For most companies, early stage investments into technology ideas or start-up businesses is not a good idea. I know the returns that companies like Google and Facebook have delivered look tempting and if you have an active R&D group, you probably will be pitched new technology companies that are working on something new and exciting that can really help you. Keep an open mind and at least have your R&D head take a quick look, but these are bad ideas for several reasons. First, if you are being pitched these as part of a process and they had investors that are trying to get out, then the idea is probably not working out and they are not advertising why. There may be some value, but probably not. The other reason is that you probably are not an investment fund. If you get a chance to, try and meet a notable venture capital leader and talk to them. We always hear about the home runs but the reality is that for every huge success there are many that fail. An honest VC will tell you that they are better at selecting winners than average, but that they do invest in a lot of companies that do not work out and they lose much or all their investment. If they did not like the company, they would not have invested, so they obviously felt that there was a chance, but that chance does not come through in most cases. You are not an investment fund and the market rarely rewards you for a home run every once and a while that is not part of your core business.
I have been focusing on the active process where you buy (or merge with) an asset or business. However, M&A might be to make the decision to sell a product or business you own and divest. If this is well timed, and at a good value, you can receive much needed cash to grow the areas of your business that you believe. You have much more promise in. It is very common for a management team, especially a very successful team, to think they can fix any problem. This needs to be fought against just like the belief that you can buy and fix any business. On a regular basis you need to look at your products and decide if they are all worth continuing. If not, then a mature management team will consider selling the business as a viable choice.
M&A within your existing business is a more simple analysis. You should understand the risks and opportunities well, and the make vs. buy analysis should be more straightforward. The synergies will be more obvious and it will be easier to come to a fair value. M&A away from your existing business is much harder as you will not have the knowledge and experience to know as well as your existing business.
You need to be able to articulate the reasons for doing the transaction clearly with the risks and rewards simply explained. I find that the ability to simply but still accurately explain a transaction is a sign that it is well understood. Your explanation needs to consider the process and possible outcomes after an acquisition is done and what would be the consequences if you did not do it and a competitor did.

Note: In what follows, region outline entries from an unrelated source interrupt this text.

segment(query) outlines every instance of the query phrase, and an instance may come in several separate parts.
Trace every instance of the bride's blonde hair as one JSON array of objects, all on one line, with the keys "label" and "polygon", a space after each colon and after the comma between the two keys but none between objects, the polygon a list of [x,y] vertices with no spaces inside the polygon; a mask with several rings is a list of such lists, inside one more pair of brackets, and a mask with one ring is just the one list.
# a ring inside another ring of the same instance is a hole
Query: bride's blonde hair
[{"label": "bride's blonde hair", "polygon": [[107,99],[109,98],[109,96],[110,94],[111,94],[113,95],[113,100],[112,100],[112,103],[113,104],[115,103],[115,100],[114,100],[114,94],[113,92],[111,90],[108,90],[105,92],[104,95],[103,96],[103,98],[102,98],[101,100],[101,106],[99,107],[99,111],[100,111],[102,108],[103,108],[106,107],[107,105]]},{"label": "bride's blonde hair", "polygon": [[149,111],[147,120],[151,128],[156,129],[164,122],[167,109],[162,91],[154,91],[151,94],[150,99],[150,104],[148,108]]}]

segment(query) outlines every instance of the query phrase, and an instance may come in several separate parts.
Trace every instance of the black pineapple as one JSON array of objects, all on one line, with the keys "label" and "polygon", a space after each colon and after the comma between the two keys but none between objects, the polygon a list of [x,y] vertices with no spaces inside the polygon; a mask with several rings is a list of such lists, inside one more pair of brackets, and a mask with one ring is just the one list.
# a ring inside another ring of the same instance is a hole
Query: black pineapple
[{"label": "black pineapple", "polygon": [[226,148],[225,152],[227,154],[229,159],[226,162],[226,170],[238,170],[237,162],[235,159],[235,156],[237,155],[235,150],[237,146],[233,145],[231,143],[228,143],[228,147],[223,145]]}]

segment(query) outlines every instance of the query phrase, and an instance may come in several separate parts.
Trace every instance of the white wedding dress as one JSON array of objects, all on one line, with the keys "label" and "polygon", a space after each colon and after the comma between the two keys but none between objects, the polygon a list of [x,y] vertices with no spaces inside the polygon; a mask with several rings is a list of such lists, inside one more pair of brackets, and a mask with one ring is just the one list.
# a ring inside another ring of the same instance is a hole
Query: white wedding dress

One final thought is that your initial evaluation process can benefit from a designated “devil’s advocate”. That would be someone who is assigned to argue against the transaction. Most leaders are optimistic as part of their basic personality and that sometimes leads to over eagerness and a desire to do something even if not doing anything is the better course. You can partially correct for that bias by building in a counter weight into the initial evaluation process. If the deal is good, someone strongly arguing not to do it should not stop it and will make the eventual reasoning on why to do it even stronger.